At Namba Station we locate an information booth. We enter and are greeted by a smiling bilingual guide, who directs us to the JR station. We follow his directions through the purposeful crowd criss-crossing our paths until we find a JR office. We explain we want to catch a train to Wakayama. The clerk redirects us to the Nankai train; it seems that we were was looking for the wrong rail company. As we are leaving we pass a British family trying to validate their rail pass to Okayama. Noticing their language difficulties we intervene, and help them confirm the departure and arrival times to Okayama with the clerk. The British family look impressed at our sudden switch into Japanese, but we explain that we live in the countryside; we are lost and it`s not too hard to ask for train times. Their eyes widen in bewilderment, and they thank us. Then we are back off into the crowd in which everyone but us seems to be walking purposefully to their destination.
Somehow we find our way back to the information booth, and the smiling guide recognizes us this time around. We explain that we want to catch the train to Wakayama in order to make the ferry to Tokushima. He has to consult his workmate. It seems our destination is not as popular as we think it must be; few of the people in this frenetic crowd will be joining us on our trip back into the countryside. We follow his directions and succeed in arriving at the Nankai Station.

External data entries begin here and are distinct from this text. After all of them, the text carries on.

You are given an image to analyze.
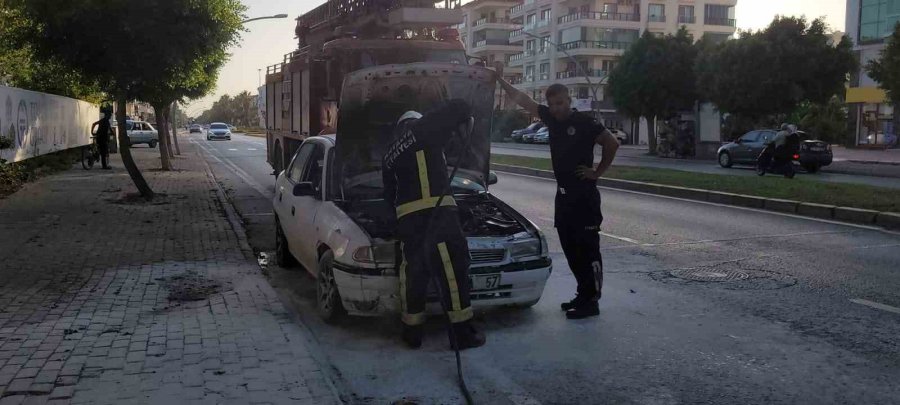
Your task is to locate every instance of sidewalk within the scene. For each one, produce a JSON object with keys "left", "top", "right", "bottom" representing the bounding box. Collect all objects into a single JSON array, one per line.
[{"left": 0, "top": 142, "right": 340, "bottom": 405}]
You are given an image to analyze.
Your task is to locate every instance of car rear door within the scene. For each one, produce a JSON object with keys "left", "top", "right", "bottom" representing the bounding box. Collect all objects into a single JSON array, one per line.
[{"left": 733, "top": 131, "right": 759, "bottom": 163}]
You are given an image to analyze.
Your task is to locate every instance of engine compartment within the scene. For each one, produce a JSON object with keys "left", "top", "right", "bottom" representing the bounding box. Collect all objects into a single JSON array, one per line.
[{"left": 336, "top": 193, "right": 526, "bottom": 239}]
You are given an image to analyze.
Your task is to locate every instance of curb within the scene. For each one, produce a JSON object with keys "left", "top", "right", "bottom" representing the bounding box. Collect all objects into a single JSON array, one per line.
[{"left": 491, "top": 163, "right": 900, "bottom": 229}]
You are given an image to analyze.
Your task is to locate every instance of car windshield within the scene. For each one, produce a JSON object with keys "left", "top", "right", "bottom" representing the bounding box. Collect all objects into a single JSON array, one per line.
[{"left": 332, "top": 168, "right": 487, "bottom": 200}]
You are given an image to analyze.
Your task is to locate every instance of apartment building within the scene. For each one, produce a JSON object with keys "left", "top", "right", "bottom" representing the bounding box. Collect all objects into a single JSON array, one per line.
[
  {"left": 507, "top": 0, "right": 737, "bottom": 142},
  {"left": 846, "top": 0, "right": 900, "bottom": 145},
  {"left": 457, "top": 0, "right": 522, "bottom": 107}
]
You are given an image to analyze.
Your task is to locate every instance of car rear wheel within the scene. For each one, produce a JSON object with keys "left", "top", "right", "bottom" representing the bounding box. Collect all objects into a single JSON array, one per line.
[
  {"left": 316, "top": 250, "right": 345, "bottom": 323},
  {"left": 719, "top": 152, "right": 734, "bottom": 169},
  {"left": 275, "top": 219, "right": 297, "bottom": 269}
]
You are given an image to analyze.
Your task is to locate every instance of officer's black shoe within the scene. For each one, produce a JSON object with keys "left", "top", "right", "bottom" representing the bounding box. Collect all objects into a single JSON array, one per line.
[
  {"left": 401, "top": 325, "right": 422, "bottom": 349},
  {"left": 559, "top": 295, "right": 584, "bottom": 311},
  {"left": 566, "top": 302, "right": 600, "bottom": 319},
  {"left": 450, "top": 321, "right": 487, "bottom": 350}
]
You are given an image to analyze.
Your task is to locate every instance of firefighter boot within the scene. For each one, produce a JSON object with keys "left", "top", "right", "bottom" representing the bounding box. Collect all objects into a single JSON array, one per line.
[
  {"left": 566, "top": 301, "right": 600, "bottom": 319},
  {"left": 401, "top": 325, "right": 422, "bottom": 349},
  {"left": 450, "top": 320, "right": 486, "bottom": 350}
]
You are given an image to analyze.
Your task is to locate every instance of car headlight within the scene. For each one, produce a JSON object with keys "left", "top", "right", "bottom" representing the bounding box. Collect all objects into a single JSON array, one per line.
[
  {"left": 353, "top": 243, "right": 396, "bottom": 264},
  {"left": 508, "top": 238, "right": 542, "bottom": 260}
]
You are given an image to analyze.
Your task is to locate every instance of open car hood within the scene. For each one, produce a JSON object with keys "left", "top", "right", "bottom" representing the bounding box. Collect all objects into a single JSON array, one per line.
[{"left": 331, "top": 63, "right": 495, "bottom": 199}]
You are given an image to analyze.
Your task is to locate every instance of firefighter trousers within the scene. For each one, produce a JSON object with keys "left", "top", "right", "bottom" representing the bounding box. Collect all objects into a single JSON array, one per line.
[
  {"left": 397, "top": 207, "right": 472, "bottom": 325},
  {"left": 557, "top": 226, "right": 603, "bottom": 302}
]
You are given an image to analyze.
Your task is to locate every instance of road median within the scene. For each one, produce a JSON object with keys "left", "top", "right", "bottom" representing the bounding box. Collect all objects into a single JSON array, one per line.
[{"left": 491, "top": 154, "right": 900, "bottom": 229}]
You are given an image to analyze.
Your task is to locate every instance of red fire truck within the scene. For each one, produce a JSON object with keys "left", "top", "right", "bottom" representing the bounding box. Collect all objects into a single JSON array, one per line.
[{"left": 265, "top": 0, "right": 468, "bottom": 173}]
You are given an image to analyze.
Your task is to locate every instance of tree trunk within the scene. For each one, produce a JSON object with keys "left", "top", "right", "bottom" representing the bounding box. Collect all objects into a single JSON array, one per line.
[
  {"left": 116, "top": 94, "right": 154, "bottom": 201},
  {"left": 153, "top": 104, "right": 172, "bottom": 171},
  {"left": 168, "top": 103, "right": 181, "bottom": 156},
  {"left": 647, "top": 115, "right": 656, "bottom": 156}
]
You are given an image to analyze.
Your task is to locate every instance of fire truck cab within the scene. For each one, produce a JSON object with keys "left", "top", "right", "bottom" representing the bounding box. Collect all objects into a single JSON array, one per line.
[{"left": 264, "top": 0, "right": 468, "bottom": 174}]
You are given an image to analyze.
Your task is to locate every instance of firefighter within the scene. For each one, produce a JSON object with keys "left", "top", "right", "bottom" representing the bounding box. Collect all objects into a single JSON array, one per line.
[{"left": 382, "top": 100, "right": 485, "bottom": 350}]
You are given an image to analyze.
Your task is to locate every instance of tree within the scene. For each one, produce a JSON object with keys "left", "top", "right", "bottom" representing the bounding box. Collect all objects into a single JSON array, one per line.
[
  {"left": 696, "top": 17, "right": 858, "bottom": 125},
  {"left": 6, "top": 0, "right": 246, "bottom": 199},
  {"left": 866, "top": 22, "right": 900, "bottom": 139},
  {"left": 609, "top": 27, "right": 698, "bottom": 154}
]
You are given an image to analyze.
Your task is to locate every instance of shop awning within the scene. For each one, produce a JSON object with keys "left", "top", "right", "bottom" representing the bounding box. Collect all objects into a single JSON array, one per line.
[{"left": 847, "top": 87, "right": 887, "bottom": 104}]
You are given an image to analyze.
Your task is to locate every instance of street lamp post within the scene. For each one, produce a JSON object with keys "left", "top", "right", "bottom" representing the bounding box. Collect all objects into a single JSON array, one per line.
[
  {"left": 522, "top": 32, "right": 607, "bottom": 116},
  {"left": 241, "top": 14, "right": 287, "bottom": 24}
]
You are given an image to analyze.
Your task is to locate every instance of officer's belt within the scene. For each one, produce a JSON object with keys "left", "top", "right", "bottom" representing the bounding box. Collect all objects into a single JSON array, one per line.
[{"left": 397, "top": 196, "right": 456, "bottom": 218}]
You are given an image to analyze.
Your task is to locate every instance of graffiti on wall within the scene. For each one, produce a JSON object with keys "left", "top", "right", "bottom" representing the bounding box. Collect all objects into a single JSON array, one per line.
[{"left": 0, "top": 86, "right": 100, "bottom": 162}]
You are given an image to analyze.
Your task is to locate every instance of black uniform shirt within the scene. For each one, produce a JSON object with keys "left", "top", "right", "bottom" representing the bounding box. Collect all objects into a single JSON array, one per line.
[{"left": 538, "top": 105, "right": 606, "bottom": 229}]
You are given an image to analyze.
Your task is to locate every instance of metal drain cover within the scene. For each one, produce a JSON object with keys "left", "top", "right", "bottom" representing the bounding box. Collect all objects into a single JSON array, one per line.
[{"left": 671, "top": 268, "right": 750, "bottom": 282}]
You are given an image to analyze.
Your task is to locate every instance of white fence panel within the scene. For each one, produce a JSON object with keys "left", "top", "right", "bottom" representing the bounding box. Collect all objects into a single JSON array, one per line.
[{"left": 0, "top": 86, "right": 100, "bottom": 162}]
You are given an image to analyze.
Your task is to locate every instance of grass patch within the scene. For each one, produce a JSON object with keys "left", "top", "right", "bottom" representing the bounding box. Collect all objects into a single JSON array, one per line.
[{"left": 491, "top": 154, "right": 900, "bottom": 212}]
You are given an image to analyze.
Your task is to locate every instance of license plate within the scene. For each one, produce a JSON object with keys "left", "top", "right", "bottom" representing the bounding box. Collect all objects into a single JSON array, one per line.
[{"left": 469, "top": 274, "right": 500, "bottom": 291}]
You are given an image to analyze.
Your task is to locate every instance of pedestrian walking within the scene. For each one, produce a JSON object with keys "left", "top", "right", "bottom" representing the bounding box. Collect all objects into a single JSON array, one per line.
[
  {"left": 91, "top": 108, "right": 112, "bottom": 170},
  {"left": 382, "top": 100, "right": 485, "bottom": 350},
  {"left": 497, "top": 74, "right": 619, "bottom": 319}
]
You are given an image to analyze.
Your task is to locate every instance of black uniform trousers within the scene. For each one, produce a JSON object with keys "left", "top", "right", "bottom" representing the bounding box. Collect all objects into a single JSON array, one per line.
[
  {"left": 554, "top": 186, "right": 603, "bottom": 302},
  {"left": 397, "top": 207, "right": 473, "bottom": 325}
]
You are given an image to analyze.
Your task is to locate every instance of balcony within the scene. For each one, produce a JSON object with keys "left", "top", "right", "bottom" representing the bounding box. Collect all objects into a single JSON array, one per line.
[
  {"left": 557, "top": 11, "right": 641, "bottom": 24},
  {"left": 559, "top": 41, "right": 632, "bottom": 51},
  {"left": 556, "top": 69, "right": 607, "bottom": 79},
  {"left": 472, "top": 17, "right": 512, "bottom": 27},
  {"left": 703, "top": 17, "right": 737, "bottom": 27}
]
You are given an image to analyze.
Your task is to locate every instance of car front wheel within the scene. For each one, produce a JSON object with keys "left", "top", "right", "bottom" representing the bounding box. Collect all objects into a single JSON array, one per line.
[
  {"left": 316, "top": 250, "right": 345, "bottom": 323},
  {"left": 719, "top": 152, "right": 734, "bottom": 169}
]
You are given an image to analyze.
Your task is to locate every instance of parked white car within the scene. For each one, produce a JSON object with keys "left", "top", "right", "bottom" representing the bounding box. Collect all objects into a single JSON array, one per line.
[
  {"left": 272, "top": 63, "right": 552, "bottom": 321},
  {"left": 206, "top": 122, "right": 231, "bottom": 141},
  {"left": 125, "top": 120, "right": 159, "bottom": 148}
]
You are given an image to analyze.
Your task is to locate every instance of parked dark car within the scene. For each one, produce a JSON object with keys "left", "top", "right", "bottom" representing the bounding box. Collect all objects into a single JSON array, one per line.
[
  {"left": 718, "top": 129, "right": 834, "bottom": 173},
  {"left": 511, "top": 122, "right": 544, "bottom": 142}
]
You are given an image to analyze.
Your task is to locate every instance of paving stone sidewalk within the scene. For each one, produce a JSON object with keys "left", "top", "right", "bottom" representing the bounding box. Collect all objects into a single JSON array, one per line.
[{"left": 0, "top": 142, "right": 340, "bottom": 405}]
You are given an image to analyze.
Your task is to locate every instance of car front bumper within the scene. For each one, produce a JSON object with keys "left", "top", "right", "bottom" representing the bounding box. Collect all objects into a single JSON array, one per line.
[{"left": 334, "top": 258, "right": 553, "bottom": 316}]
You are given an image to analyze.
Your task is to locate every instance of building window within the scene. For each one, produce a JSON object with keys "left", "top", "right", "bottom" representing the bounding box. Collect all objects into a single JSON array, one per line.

Relieved, we line up on the platform, enter the train and take a seat. The heat pulsating through the seats is comforting. Ninety minutes later we arrive at Wakayama city, where we have to change trains. We exit the train and struggle to read the characters for unfamiliar places, but manage to identify the one to Wakayama Port. We have to descend the stairs for Platform 6, which eventually turns into Platform 7 (although I think maybe it should have been Platform 6 1/2). There we are greeted with a cheerful pink rail carriage decorated with sea-breams.
Source: Danielle Kurihara
There are pictures of sea-breams on the floor in the doorway and on the upholstery. There are also sea-bream handstraps suspended from the ceiling for passengers to steady themselves with when the train is in motion. They resemble a school of fish.
I catch the eyes of a fellow passenger above his allergy-mask, and seconds later am jolted into the realization that he is my student from Tokushima. I laugh at the coincidence and take a seat beside him in the now-empty train. We exchange pleasantries and then I ask him why the theme of this train is the sea-bream. He explains that we are on the coast, and that the Japanese word for sea-bream –tai – is a homophone containing part of the word for celebration – omedetai. Before I consider how exotic this is, I upbraid myself. The theme of the conference in Osaka was not to regard the ‘other’ as exotic, but rather to consider how you yourself might be considered exotic. We reluctantly farewell the sea-bream train and board the ferry back to Tokushima.
The ferry is almost empty. The crowds in Osaka have dwindled to a handful of passengers. I gratefully stretch out over a few of the many empty passenger seats and slip into semi-consciousness as I allow the rhythms of the sea to lull me into a dream state. Over two hours later we are gently woken to a broadcast of no-longer-exotic music which sounds like a heart-warming ending to a long film. It echoes or perhaps shapes my thoughts. I won`t dismiss this music as saccharine or sentimental, but rather embrace it as a reassuring “Welcome Home”.